Leila Berg is three years old at the start of this compelling auto- biography of a Jewish girl growing up in Salford in the years between the first and second world wars. She is too young to articulate her own reactions and feelings, but she is entirely aware of them, and also those of the people around her; her bafflement at the words they use to describe their emotions, as well as the subjects they talk about, is conveyed so effectively that one does not know whether to laugh or cry. What especially concerns and puzzles her is the contrast between Jews – herself – and other people, and how to define it. Everything is an indicator although she cannot tell what the difference is. Even the shape of a loaf of bread seems significant. She is extremely intelligent, and wants to know and understand the whole world. She is also strong-willed, with an unshakable sense of her own identity. And she is sensual: she loves colours and textures, sounds and smells; she is highly-sexed: the explanation of a little girl’s technique for falling asleep is one that is rarely presented in a childhood memoir: ‘There are two ways to go to sleep. …. The second way is to stroke and rub and twist the place between my legs. It is a beautiful feeling, as if I’ve come home, like home is in stories. …. And then I’m asleep.’

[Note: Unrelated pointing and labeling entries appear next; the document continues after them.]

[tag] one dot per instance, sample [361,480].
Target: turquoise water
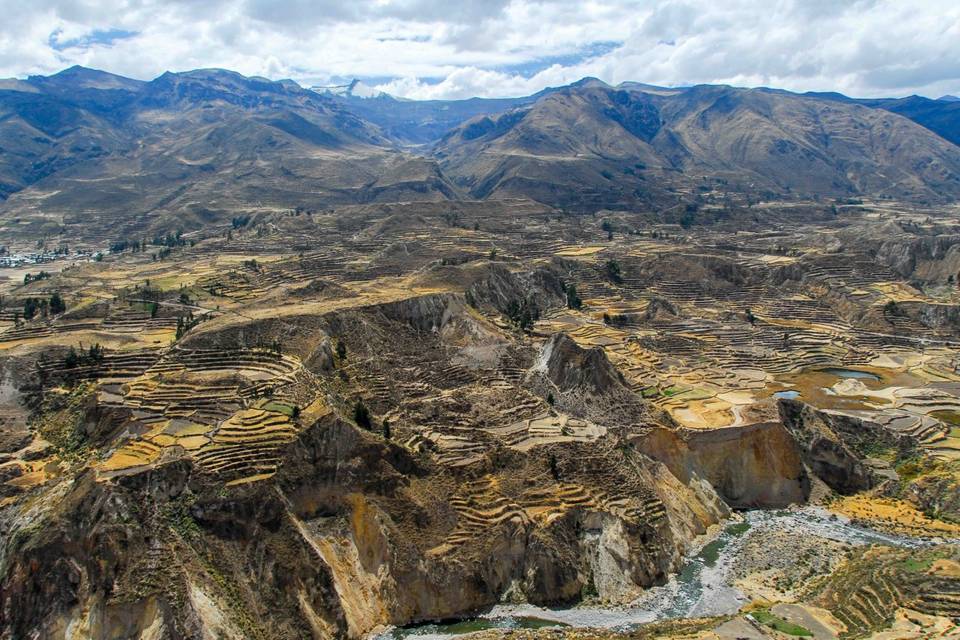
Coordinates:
[460,627]
[703,586]
[851,373]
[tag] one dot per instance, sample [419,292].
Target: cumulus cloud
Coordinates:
[427,49]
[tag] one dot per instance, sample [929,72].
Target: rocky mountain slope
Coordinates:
[198,147]
[87,154]
[600,146]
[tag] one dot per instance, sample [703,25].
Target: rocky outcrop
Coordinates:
[584,382]
[834,445]
[757,465]
[351,534]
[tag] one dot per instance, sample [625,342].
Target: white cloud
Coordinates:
[476,47]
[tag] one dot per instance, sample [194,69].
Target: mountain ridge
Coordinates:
[88,147]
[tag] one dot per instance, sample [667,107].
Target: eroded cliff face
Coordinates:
[351,534]
[834,445]
[757,465]
[290,521]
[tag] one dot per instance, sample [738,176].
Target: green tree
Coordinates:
[614,274]
[57,305]
[361,415]
[573,300]
[30,307]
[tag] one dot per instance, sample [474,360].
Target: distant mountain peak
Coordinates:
[354,89]
[86,78]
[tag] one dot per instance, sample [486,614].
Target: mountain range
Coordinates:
[94,154]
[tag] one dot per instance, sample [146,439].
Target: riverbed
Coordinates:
[704,586]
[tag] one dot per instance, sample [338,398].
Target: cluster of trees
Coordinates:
[185,323]
[523,313]
[43,306]
[615,320]
[361,415]
[613,271]
[135,246]
[29,277]
[574,301]
[75,358]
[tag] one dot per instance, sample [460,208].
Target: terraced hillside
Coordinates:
[322,424]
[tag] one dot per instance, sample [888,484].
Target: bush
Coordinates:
[361,415]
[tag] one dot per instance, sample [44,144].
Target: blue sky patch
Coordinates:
[104,37]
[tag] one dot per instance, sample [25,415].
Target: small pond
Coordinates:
[851,373]
[788,395]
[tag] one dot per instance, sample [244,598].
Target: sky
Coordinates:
[497,48]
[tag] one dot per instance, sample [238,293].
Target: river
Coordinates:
[702,587]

One of the first things that happen when she starts school is that: ‘…. two boys got hold of me in the playground and banged my head against the wall over and over, and said “Why did you kill Jesus?” I don’t know who they thought I was. My head hurts.’ She ponders what she sees on the street: ‘Outside the church in Montague Street there’s a man nailed to a cross. We’re not supposed to see it because we’re Jewish but I can’t not see anything. It says outside the church that God gave his very own son to be nailed on the cross because he loved him. And it says he gave him to the world to nail on the cross because he loved the world. How could God do such dreadful things?’
As she grew up, Leila Berg took advantage of every cultural possibility available in Salford and Manchester: music lessons, bookshops, libraries and museums. She walked to school to save the bus and tram-fares to buy second-hand books and tickets to films, theatres and concerts. ‘I am writing all the time. Prose, and poetry,’ she notes, and: ‘I’m spending every minute now translating Greek poetry and Latin poetry into English verse.’ ‘Strange what fun sonnets are to write. I mean generally I hate having to follow rules. But with some things it’s really stimulating. A bit like the Manchester Guardian crossword puzzle. Or like tying up Houdini.’
She has always been sensitive to every form of injustice, and becoming a teenager during the 1930s as the Nazis took power made her even more politically conscious. She joined The Youth Front Against War and Fascism and went to a huge Socialist Camp on the Yorkshire Moors. Later, living in London, she became a member of the Marylebone Communist Party. She sold Challenge at Marble Arch, standing next to a Blackshirt who is selling Action. ‘One or two people buy from me. Nobody buys from him.’ Her sense of humour saves her from being too serious a believer. ‘Oh, those Soviet Sportsgirls on the pages of Challenge! Bent back like bows, their breasts straining against their Aertex blouses, their nipples like the thrusting tips of arrows – Twang! And they speed off into the sunrise! We laugh at them.’
Two young men who have been her lovers leave England to fight with the Republicans in Spain, and both of them are killed there. Later, Alf’s shabby blood-stiffened wallet containing his few documents arrived by post. He had chosen her as next of kin to receive this last souvenir of his existence. The rest of their group of friends continue to meet. One day they hear Chamberlain’s announcement that war has been declared. ‘And suddenly – a terrible sound! …. It moans on and on, up and down, swooping, scooping, sickeningly. The first air-raid siren.’
The volume ends here. In due course, Lelia Berg married and had two children. She went on to a fruitful and distinguished career as a writer about or for children, as well as producing this extraordinary document near the end of her life.